Gemini just doesn’t do even mildly well in agentic stuff and I don’t know why.
OpenAI has mostly caught up with Claude in agentic stuff, but Google needs to be there and be there quickly
the agentic benchmarks for 3.1 indicate Gemini has caught up. the gains are big from 3.0 to 3.1.
For example the APEX-Agents benchmark for long time horizon investment banking, consulting and legal work:
1. Gemini 3.1 Pro - 33.2% 2. Opus 4.6 - 29.8% 3. GPT 5.2 Codex - 27.6% 4. Gemini Flash 3.0 - 24.0% 5. GPT 5.2 - 23.0% 6. Gemini 3.0 Pro - 18.0%
My guess is that Gemini team didn't focus on the large-scale RL training for the agentic workload. And they are trying to catch up with 3.1.
I suspect a large part of Google's lag is due to being overly focused on integrating Gemini with their existing product and app lines.
Can you explain what you mean by its bad at agentic stuff?

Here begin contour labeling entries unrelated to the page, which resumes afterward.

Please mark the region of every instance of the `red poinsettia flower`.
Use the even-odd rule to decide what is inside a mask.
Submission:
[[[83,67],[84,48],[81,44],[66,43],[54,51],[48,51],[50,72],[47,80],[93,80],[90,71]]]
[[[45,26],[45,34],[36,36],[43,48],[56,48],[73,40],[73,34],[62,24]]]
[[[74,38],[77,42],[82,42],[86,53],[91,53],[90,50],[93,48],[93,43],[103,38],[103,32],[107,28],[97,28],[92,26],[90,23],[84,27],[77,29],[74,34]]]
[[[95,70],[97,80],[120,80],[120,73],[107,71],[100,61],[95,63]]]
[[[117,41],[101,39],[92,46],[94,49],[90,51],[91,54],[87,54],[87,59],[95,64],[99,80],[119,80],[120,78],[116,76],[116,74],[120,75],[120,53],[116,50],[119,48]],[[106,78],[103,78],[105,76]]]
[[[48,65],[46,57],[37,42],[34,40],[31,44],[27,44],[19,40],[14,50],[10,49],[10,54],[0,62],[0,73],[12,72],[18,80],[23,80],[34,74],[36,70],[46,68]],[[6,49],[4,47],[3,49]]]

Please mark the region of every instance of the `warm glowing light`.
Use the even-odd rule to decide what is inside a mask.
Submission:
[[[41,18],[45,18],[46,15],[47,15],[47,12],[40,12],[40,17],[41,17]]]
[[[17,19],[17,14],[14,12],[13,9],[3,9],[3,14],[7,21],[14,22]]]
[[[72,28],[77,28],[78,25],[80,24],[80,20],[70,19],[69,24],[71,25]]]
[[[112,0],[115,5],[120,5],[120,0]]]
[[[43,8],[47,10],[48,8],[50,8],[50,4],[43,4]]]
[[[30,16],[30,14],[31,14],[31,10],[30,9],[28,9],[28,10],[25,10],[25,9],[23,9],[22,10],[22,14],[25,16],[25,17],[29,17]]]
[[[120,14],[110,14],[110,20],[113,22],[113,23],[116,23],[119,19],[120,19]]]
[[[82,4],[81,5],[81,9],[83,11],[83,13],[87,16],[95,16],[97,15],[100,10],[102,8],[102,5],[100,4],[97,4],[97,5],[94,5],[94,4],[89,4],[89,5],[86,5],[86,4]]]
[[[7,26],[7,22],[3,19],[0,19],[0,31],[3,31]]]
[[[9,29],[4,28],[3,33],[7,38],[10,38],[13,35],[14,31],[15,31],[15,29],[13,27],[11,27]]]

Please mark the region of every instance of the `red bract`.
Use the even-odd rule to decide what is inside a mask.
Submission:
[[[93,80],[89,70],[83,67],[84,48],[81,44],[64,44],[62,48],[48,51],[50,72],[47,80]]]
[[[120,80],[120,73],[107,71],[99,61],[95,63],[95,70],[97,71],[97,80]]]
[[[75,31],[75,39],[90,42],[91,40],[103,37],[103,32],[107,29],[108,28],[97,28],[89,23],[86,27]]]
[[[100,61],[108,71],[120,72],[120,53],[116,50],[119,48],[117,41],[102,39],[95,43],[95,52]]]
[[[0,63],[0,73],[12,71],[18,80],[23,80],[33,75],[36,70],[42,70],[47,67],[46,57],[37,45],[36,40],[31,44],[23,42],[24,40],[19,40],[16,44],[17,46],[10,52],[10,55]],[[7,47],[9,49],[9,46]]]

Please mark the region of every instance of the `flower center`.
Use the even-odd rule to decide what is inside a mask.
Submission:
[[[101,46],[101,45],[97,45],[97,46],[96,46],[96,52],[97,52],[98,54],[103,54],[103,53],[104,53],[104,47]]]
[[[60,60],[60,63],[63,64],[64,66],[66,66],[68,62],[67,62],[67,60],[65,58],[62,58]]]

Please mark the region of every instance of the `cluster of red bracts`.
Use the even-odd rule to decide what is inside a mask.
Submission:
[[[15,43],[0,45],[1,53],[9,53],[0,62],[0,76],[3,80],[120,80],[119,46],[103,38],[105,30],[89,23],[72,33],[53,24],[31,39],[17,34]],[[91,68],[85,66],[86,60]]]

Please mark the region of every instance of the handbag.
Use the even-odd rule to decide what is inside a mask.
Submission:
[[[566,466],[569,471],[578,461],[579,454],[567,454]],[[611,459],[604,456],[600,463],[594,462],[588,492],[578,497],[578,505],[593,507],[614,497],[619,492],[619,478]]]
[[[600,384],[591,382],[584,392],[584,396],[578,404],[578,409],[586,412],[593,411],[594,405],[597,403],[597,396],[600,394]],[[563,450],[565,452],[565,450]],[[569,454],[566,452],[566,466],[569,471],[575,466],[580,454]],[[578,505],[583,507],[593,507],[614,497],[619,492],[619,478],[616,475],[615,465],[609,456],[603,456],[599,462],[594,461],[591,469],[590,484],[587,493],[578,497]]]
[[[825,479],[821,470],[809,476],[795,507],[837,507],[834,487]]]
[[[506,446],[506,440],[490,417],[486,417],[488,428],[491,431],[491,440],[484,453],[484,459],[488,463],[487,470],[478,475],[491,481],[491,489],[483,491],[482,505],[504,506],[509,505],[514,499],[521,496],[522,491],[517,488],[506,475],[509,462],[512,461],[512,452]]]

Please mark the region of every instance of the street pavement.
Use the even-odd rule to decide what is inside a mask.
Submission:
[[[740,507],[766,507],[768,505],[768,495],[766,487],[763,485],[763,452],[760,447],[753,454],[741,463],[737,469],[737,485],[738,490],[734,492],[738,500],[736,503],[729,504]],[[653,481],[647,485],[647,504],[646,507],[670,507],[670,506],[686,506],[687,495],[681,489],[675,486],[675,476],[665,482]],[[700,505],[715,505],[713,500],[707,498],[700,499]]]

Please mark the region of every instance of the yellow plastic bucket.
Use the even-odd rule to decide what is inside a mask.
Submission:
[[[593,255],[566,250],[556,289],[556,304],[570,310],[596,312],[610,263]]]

It's like anything Google - they do the cool part and then lose interest with the last 10%. Writing code is easy, building products that print money is hard.
Because Search is not agentic.
Most of Gemini's users are Search converts doing extended-Search-like behaviors.
Agentic workflows are a VERY small percentage of all LLM usage at the moment. As that market becomes more important, Google will pour more resources into it.